The effect of 18th-exon skipping in MCTP1. a The SNP rs17418283, an intronic variant of MCTP1, is associated with the 18th-exon skipping in MCTP1. b The distribution of expression ratio of the exon in each genotype of rs17418232. The higher y-value corresponds to more exon inclusion. c The protein structure of MCTP1 was predicted by RaptorX structure prediction tool, a Web based prediction tool for protein structure and function (Kallberg et al. 2014). The 18th-exon skipping leads to missing one of the transmembrane helices (the blue arrow)

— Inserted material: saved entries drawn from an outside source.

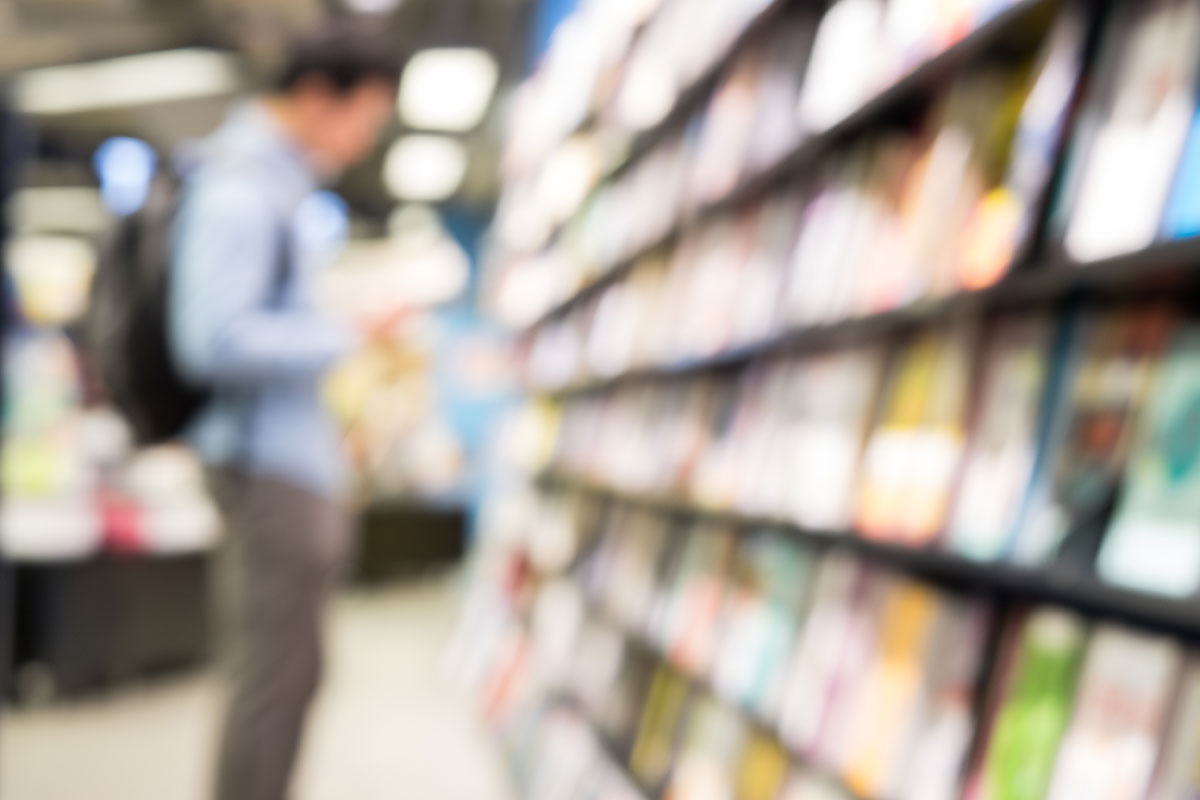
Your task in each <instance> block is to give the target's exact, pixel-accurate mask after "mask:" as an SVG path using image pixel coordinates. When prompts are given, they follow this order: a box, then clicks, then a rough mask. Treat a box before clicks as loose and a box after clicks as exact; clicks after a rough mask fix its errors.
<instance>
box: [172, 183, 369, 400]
mask: <svg viewBox="0 0 1200 800" xmlns="http://www.w3.org/2000/svg"><path fill="white" fill-rule="evenodd" d="M176 224H178V225H179V228H178V230H176V231H175V246H174V252H173V255H174V263H173V264H172V282H170V297H169V303H170V313H169V314H168V319H169V321H170V338H172V348H173V351H174V355H175V359H176V362H178V363H179V365H180V368H181V372H182V373H184V374H185V375H187V377H190V378H192V379H196V380H200V381H204V383H211V384H217V385H221V384H226V385H253V384H259V383H264V381H276V380H281V379H282V380H287V379H292V378H308V377H313V375H316V374H319V373H320V372H322V371H324V369H325V368H326V367H328V366H329V365H330V363H331V362H334V361H335V360H337V359H338V357H340V356H342V355H344V354H346V353H347V351H348V350H349V349H352V348H353V347H354V344H355V339H356V337H355V335H354V332H353V330H352V329H349V327H348V326H346V325H342V324H338V323H337V321H336V320H334V319H330V318H329V317H325V315H324V314H319V313H317V312H310V311H296V309H278V308H269V307H268V299H269V297H270V296H271V293H272V290H274V284H275V282H276V279H277V278H276V273H277V270H278V260H280V253H278V247H280V243H281V240H282V234H281V229H280V225H281V223H280V221H278V219H277V218H276V215H275V213H274V212H272V210H271V209H270V207H269V205H268V203H266V201H265V200H264V199H263V198H260V197H258V196H257V194H256V193H254V192H253V190H252V187H250V186H247V185H246V184H245V182H244V181H241V180H236V179H227V180H222V179H220V178H214V179H212V180H208V181H205V182H204V184H202V185H199V186H197V187H194V190H193V191H192V192H191V193H190V194H188V196H187V197H186V199H185V203H184V207H182V209H181V211H180V217H179V219H178V223H176Z"/></svg>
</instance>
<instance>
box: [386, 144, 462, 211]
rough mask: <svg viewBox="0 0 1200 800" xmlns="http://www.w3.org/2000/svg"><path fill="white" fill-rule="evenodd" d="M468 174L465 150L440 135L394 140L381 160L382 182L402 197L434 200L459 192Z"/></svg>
mask: <svg viewBox="0 0 1200 800" xmlns="http://www.w3.org/2000/svg"><path fill="white" fill-rule="evenodd" d="M466 174H467V150H466V148H463V146H462V144H461V143H458V142H456V140H454V139H450V138H448V137H440V136H409V137H404V138H403V139H398V140H396V143H395V144H392V145H391V149H390V150H388V157H386V161H385V162H384V170H383V179H384V185H385V186H386V187H388V191H389V192H391V194H392V196H394V197H395V198H397V199H402V200H422V201H426V203H436V201H438V200H444V199H446V198H449V197H450V196H451V194H454V193H455V192H457V191H458V187H460V186H461V185H462V179H463V178H464V176H466Z"/></svg>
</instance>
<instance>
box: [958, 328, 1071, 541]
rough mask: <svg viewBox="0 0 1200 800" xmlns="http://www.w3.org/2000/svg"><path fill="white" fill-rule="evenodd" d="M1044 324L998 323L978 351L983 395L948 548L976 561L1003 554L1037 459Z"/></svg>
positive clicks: (1042, 358)
mask: <svg viewBox="0 0 1200 800" xmlns="http://www.w3.org/2000/svg"><path fill="white" fill-rule="evenodd" d="M1050 336H1051V329H1050V325H1049V323H1048V320H1045V319H1039V318H1028V319H1020V320H1008V321H1004V323H1001V324H1000V326H998V327H997V329H996V330H995V331H994V332H992V336H991V338H990V341H989V343H988V347H986V349H985V353H984V356H983V357H984V362H983V363H984V367H983V369H984V374H983V395H982V398H980V403H979V410H978V414H977V419H976V423H974V427H973V431H972V432H971V438H970V443H968V444H967V452H966V457H965V459H964V469H962V477H961V480H960V483H959V489H958V497H956V498H955V503H954V511H953V512H952V515H950V521H949V524H948V525H947V537H948V540H949V543H950V546H952V547H953V548H954V549H955V551H958V552H959V553H961V554H964V555H966V557H968V558H973V559H980V560H991V559H998V558H1002V557H1004V555H1007V553H1008V551H1009V547H1010V542H1012V537H1013V534H1014V531H1015V529H1016V527H1018V524H1019V523H1020V515H1021V509H1022V507H1024V505H1025V498H1026V494H1027V492H1028V488H1030V480H1031V477H1032V475H1033V467H1034V462H1036V457H1037V444H1038V443H1037V438H1038V422H1039V413H1040V409H1042V401H1043V397H1044V389H1045V383H1046V373H1048V371H1049V359H1048V351H1049V349H1050Z"/></svg>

As the sQTLs affect the balance of expression of transcripts by changing AS patterns, their functional consequences can contribute to the phenotypic variation or disease susceptibility. In that regard, a comprehensive list of sQTLs can be a useful resource for the underpinning of genetic associations of various traits or diseases. For example, MCTP1 encodes a protein having two C-terminal transmembrane domains. An intronic variant in MCTP1, rs17418283, was reported as having an association with bipolar disease (Scott et al. 2009). However, its molecular underpinning has been elusive. Our study identified the rs17418283 was associated with the alternative skipping event of the 18th-exon, resulting in the loss of one of the transmembrane helices (Fig. 2). It turned out that the allelic directions of the risk allele of our result (enhancing the exon skipping) and the GWA signal (promoting bipolar disease) were opposite. High intracellular accumulation of calcium ion was reported in bipolar disease. Since MCTP1 protein can bind calcium ion and plays a role in calcium-mediated signaling, it is tempting to speculate that the canonical form of MCTP1 may be one of the risk factors of bipolar disease. Further biochemical and functional studies of the alternative MCTP1 protein isoforms may help elucidate its role in bipolar disease pathogenicity. Currently only a small portion of the GWAS Catalog can be explained in terms of sQTLs. As more GWAS signals are cataloged in the coming years, our current list of candidate sQTLs may find more utility. Moreover, more candidate sQTLs can be discovered by studying a variety of tissues other than lymphoblastoid cell lines in population level. Such a comprehensive list of sQTLs would be a useful resource in functional genomics.